The parties to the concursus are (or were) the aforesaid owner and contractors, the surety on the contractors' bond (the defendant named in the caption), and a host of subcontractors and furnishers of material, including the plaintiff above named and the mover herein.
So that appellants, as warrantors, have a manifest interest in protecting the fund as far as possible for their assignee. Under such circumstances they would have a right of appeal herein even had they not originally been parties to the suit. C.P. 571.
Where a party's interest in a pending suit, i.e., his whole interest therein, has been seized, this deprives him of subsequent full control over the trial thereof, if the seizingcreditor insist upon it; but nevertheless even such seizure does not divest him of his whole interest in that suit until an actual sale thereof takes place. See Garlick v. Williams Med. Surg. Inst., 132 La. 670, 61 So. 732, and particularly the concluding words of the decree.

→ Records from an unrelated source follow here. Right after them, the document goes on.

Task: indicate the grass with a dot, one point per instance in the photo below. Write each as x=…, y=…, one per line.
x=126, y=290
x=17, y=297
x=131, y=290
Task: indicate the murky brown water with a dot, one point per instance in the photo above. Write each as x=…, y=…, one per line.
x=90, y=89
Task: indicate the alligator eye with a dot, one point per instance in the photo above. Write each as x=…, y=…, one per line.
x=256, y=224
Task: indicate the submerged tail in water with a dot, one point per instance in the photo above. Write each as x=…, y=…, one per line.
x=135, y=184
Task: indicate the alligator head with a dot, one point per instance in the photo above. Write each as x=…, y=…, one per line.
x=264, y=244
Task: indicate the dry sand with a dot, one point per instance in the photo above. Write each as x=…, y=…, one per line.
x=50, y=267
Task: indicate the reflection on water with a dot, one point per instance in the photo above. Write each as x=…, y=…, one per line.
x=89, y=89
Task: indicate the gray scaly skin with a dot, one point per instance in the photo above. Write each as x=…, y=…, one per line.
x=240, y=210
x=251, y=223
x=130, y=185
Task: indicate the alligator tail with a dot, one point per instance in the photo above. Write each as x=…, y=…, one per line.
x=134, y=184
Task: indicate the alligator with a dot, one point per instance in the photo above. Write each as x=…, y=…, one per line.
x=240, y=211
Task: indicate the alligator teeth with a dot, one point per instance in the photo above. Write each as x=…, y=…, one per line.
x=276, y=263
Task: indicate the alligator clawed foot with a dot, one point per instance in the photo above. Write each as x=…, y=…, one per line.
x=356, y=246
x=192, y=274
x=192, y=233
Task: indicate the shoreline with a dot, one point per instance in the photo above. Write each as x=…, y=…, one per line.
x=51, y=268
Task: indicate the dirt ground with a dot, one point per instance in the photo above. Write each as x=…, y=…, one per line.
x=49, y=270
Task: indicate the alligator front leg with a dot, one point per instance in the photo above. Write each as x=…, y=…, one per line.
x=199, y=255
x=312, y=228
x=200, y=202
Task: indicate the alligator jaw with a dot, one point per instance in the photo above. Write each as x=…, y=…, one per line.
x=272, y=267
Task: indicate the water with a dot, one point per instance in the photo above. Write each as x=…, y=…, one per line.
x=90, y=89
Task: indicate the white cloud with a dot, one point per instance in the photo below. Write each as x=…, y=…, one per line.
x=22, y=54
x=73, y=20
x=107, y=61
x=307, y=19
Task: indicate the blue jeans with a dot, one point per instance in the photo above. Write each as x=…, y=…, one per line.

But when, as here, a number of persons have seized a fund in the hands of some third person, and such third person deposits said fund in court for distribution, it would be absurd to say that the person to whom said fund primarily belongs has no interest in protecting the same, even though the sum total of claims presented may exceed the whole amount of such fund; for that would be the same as to say that a claim presented against a fund deposited in court cannot be contested by the owner of that fund.